The Bottom Line
Pros
- All inclusive, with the exception of a few items you'd find in your kitchen
- Experiments are interesting and fun
- Easy-to-follow experiment directions with fantastic illustrations
Cons
- Some of the equipment is small and easy to lose
Description
- Some additional equipment is required but easily found around the house.
- A notation section is included in the back of the experiment book.
- Offers a variety of projects including invisible ink, jelly plastic, glow-in-the-dark dough, hard rock candy, and more.
Guide Review - Review of Extreme Secret Formula Lab
Aimed at the over 8 age group, this kit includes The Mad Lab Journal of 20 easy-to-conduct experiments, along with the equipment a curious tween would need to see the projects through from beginning to end. Additional ingredients needed for the experiments are easy enough to find in most home pantries, bathrooms, or sewing baskets.

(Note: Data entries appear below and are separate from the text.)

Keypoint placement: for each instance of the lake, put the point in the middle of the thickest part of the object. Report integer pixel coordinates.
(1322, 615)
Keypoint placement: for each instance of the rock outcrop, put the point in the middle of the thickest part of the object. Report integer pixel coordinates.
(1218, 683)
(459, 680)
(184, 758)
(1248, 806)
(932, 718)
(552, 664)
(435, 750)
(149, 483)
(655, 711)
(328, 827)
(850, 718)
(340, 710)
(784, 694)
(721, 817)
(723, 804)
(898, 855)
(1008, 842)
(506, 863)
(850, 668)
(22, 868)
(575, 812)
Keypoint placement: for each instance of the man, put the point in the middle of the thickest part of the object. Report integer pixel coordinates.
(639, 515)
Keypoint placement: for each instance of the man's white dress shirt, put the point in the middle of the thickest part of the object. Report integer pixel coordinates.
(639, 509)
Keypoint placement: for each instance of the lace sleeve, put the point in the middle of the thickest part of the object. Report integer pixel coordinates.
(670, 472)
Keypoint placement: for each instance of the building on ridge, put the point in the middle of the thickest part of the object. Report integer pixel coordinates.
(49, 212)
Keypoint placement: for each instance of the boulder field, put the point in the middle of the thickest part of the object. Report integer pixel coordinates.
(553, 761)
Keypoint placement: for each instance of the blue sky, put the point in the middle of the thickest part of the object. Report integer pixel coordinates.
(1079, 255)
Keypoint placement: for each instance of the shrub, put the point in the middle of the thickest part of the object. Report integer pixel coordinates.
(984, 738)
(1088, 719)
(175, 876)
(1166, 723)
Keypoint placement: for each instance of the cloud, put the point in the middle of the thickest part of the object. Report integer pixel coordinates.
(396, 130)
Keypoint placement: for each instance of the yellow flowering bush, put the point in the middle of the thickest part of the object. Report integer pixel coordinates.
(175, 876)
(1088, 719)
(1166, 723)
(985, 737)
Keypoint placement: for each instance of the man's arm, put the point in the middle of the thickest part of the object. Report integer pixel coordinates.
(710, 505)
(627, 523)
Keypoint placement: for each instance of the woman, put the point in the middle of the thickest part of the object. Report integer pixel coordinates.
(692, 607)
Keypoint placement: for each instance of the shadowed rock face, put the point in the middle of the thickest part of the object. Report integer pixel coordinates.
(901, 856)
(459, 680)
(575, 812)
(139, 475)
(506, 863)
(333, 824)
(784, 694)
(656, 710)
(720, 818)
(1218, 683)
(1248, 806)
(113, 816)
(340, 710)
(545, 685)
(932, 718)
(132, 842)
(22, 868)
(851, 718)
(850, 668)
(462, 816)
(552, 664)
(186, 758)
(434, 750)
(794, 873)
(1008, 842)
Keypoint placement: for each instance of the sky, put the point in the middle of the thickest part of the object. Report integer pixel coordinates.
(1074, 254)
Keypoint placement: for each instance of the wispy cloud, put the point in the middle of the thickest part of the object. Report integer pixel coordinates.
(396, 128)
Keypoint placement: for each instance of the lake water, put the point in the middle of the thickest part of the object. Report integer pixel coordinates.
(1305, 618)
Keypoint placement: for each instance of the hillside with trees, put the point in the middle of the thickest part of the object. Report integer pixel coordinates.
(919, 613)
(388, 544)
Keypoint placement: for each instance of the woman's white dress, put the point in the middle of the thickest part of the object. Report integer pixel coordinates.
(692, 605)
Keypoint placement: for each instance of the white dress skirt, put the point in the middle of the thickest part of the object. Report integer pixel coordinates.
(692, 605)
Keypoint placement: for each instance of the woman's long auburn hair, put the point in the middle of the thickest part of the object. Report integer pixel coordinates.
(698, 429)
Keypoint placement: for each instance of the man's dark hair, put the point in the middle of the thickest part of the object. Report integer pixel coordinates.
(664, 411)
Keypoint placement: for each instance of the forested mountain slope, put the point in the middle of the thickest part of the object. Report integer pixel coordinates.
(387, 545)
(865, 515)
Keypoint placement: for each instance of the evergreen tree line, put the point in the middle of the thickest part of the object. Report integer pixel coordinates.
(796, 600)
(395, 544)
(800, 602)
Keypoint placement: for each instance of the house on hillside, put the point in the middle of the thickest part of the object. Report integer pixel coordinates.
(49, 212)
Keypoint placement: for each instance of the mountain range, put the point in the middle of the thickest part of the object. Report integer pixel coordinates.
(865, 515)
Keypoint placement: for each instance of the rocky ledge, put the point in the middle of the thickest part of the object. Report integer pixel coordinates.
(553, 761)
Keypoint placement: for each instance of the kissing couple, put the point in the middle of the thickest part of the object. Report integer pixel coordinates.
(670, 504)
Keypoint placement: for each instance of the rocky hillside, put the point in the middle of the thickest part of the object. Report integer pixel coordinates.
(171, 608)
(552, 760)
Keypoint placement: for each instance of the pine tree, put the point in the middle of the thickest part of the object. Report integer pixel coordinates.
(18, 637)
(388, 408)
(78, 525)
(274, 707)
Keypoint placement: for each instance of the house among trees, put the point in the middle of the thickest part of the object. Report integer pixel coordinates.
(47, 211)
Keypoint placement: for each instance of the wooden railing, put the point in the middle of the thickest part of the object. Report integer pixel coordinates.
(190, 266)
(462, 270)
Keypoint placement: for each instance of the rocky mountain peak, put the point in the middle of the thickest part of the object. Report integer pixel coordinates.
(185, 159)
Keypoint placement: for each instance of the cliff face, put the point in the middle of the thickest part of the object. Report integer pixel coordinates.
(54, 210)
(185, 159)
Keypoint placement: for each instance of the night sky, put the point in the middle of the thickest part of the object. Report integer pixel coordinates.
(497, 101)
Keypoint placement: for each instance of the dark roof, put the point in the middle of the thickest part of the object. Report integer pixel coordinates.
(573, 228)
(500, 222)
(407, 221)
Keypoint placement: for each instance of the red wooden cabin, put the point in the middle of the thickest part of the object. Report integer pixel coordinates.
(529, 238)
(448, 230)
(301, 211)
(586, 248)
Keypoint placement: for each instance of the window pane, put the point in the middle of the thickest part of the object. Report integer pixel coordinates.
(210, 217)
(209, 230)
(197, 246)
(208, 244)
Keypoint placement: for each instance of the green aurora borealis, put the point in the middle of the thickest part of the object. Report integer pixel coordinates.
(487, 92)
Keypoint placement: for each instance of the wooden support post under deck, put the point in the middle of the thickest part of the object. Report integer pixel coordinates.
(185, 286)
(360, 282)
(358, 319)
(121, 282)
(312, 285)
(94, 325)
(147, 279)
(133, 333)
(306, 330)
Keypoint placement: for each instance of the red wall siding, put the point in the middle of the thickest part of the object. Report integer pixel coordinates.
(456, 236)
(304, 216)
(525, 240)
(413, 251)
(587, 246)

The experiments range from the yummy (making hard rock candy) to the gross (glowing alien blood). Other projects you might recognize from your own childhood, such as how to make invisible ink or glow-in-the dark slime.
The book's illustration make executing the projects as easy as pie, as they walk the reader through step-by-step. The SmartLab mascot, a chocolate lab in glasses and science garb, appears throughout the book and offers up scientific facts and suggestions.
In addition to the book the kit includes a mixing bowl, a beaker, glow-in-the dark powder, a funnel, a test tube stand, an eyedropper, a mix-and-measure scoop, two test tubes with squishy lids, and a sticker sheet.
Items your children will have to come up with on their own in order to conduct the experiments include coffee filters, scissors, crayons, dental floss, paper, glue stick, etc.
Other kits in the SmartLab line-up include Car Design Studio, Fashion Studio, Electronics Lab, Weather Station, and Amazing Animal.